Ties van de Werff: "Living Well with your Brain: valuing neuroscience in society"
- Date: –15:00
- Location: Engelska parken - Rausing Room
- Organiser: Department of History of Science and Ideas
- Contact person: Francis Lee
- Seminarium
The History of Medicine Seminar
Ties van de Werff, Maastricht University, presents his PhD dissertation Living Well with your Brain: valuing neuroscience in society
Abstract
Despite its complex scientific technicalities, in the past decade the brain has emerged in all kinds of societal and scholarly domains as a popular means for understanding human behavior. Key to the spread of neuroscience knowledge from the lab into society, is the concept of brain plasticity: the ability of the brain to change its functions or structure. The notion of brain plasticity ‘opens up’ the brain for all kinds of interventions (Abi-Rached & Rose, 2013) and invites actors to do something with it, invoking specific action programs, values, and other ideas of the good. Ranging from self-help manuals, management literature and brain games, interventions based on brain plasticity seem to serve as answer to the timely ethical question of how to lead the good life.

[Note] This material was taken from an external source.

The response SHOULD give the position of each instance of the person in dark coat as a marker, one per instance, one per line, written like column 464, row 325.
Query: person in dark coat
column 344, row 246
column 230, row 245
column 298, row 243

In my dissertation, I explore how the plastic brain precisely is made valuable for addressing these ethical concerns, and to what extent neurobiological interventions (based on brain plasticity) are able to challenge or destabilize existing norms, values and ideas of the good life. Combining theories and methods from Science and Technology Studies (STS), empirical moral philosophy and the sociology of valuation, I analyse the normative usages of plasticity arguments in three practices of a brain-inspired good life: parenting teenage brains; working the mindful brain; and caring for ageing brains.
I show that plasticity arguments in these practices enable actors to enact, stabilize and challenge different (and sometimes conflicting) ideas of the good. I further show that these valuations of the plastic brain occur through recurring patterns of moral argumentation, which I dub ‘moral repertoires’. I argue that the explanatory power of neurobiological claims does not solely come from the promise of finally unravelling what it means to be human. Rather, it results from the versatile ways brain facts can be used as ‘ethics by other means’. This indicates that values and ideas of the good play a crucial role in the valorization of science to society, implying a co-evolution of techno-science and morality or techno-moral change (Swierstra & Rip, 2007).